Now that the bugs have been ironed out, it's time to add some functionality to our word counting program. Follow the instructions below to create the best word counter program this side of the Mississippi.
  1. Alter the program such that only the correct output is sent to the standard output stream (stdout), while error and help messages are sent to the standard error stream (stderr). (Hint: use fprintf.) See the expected output listed in the comment at the top of main.c for an example of what should go to stdout.
  2. Implement an optional command-line switch '-fFILENAME' that sends program output to a file named FILENAME (i.e., filename specified as a command line argument).
  3. Add support for matching arbitrary numbers of words, not just 5. (Hint: Use malloc. It's ok if you allocate a bit more memory than is actually used.)
  4. Safeguard the program from buffer overflow attacks, in which data is written beyond the end of a memory allocation. (Hint 1: gets(3) is BAD. Use fgets(3) instead, which specifies the maximum number of characters to be read in. Hint 2: Be careful about the newline character 'n' at the end of the line; gets and fgets handle it differently.)
  5. Allow multiple words to be specified per line. Words may be separated by spaces or by any punctuation, including slashes and quotation marks. (Hint 1: Understand strtok(3).

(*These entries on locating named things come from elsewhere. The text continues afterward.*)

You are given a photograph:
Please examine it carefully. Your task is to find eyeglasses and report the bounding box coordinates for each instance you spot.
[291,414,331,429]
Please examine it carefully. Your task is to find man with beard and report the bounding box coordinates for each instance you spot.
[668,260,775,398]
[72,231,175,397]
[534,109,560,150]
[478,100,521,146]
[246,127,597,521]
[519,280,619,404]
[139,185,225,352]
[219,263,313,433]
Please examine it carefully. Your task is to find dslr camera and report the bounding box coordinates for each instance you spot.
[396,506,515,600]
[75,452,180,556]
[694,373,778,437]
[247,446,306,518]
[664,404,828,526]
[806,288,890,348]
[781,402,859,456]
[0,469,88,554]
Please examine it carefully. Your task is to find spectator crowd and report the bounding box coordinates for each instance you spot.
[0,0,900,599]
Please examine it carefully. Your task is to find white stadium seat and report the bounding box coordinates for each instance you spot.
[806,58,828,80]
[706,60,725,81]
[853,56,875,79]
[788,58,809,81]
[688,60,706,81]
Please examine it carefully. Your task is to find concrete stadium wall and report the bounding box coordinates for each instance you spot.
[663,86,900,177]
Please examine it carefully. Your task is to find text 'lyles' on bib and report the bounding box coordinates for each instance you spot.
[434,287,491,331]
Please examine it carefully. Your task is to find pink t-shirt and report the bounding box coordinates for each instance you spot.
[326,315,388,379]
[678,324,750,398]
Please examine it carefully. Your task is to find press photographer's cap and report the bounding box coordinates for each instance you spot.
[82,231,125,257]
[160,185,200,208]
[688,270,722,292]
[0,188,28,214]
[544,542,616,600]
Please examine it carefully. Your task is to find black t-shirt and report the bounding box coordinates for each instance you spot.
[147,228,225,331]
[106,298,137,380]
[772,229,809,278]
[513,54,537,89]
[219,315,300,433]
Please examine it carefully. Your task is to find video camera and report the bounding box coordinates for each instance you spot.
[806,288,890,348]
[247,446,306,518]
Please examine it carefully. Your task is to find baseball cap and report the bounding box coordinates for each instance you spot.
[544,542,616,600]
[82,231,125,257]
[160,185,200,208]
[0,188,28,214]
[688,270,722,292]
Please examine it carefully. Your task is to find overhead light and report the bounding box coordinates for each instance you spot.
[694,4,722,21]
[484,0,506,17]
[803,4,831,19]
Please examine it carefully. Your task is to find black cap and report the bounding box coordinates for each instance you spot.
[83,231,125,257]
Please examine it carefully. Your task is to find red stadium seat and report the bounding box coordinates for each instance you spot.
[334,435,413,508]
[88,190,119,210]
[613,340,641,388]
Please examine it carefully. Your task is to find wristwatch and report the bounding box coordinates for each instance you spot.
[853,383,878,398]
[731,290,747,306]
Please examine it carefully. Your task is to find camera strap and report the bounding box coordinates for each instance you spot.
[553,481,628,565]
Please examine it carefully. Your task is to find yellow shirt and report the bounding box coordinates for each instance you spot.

Hint 2: Recall how to escape special characters in strings.)

Testing your code

The testrunner program is included so that you can check your progress as you implement different parts of this laboratory. It has been tested on the MathLAN, but may not work as intended in other environments.
To run all tests:
$ make test 
To run a specific test, e.g., stderr_output:
$ ./main -test stderr_output
As you can see, testrunner is implemented entirely in C. If you completed this lab quickly, or are just plain curious, feel free to look at the implementation and see if you can figure out how everything works. The relevant files are: c_review_tests.* and testrunner.*. (This is entirely optional.)
Note: You should remove or disable any additional debugging output you may have created before running the tests or submitting your lab. One way to do this easily is through the use of the preprocessor directive #ifdef:
#ifdef DEBUG
fprintf(stderr,"My string %s %dn",var1,var2); 
#endif
Then add -DDEBUG to the CCOPTS line in the Makefile during development, and remove it before testing or submission. Make sure that your code still compiles and runs without the debug output!

What to turn in

Acknowledgment

This assignment was adapted by Janet Davis from operating system programming problems by Lawrence Angrave at the University of Illinois at Champaign-Urbana (UIUC).

Footnotes:

1The chapters date to the era when the UNIX Systems Programmer's manual actually sat on your shelf. You can find a copy in the MathLAN library.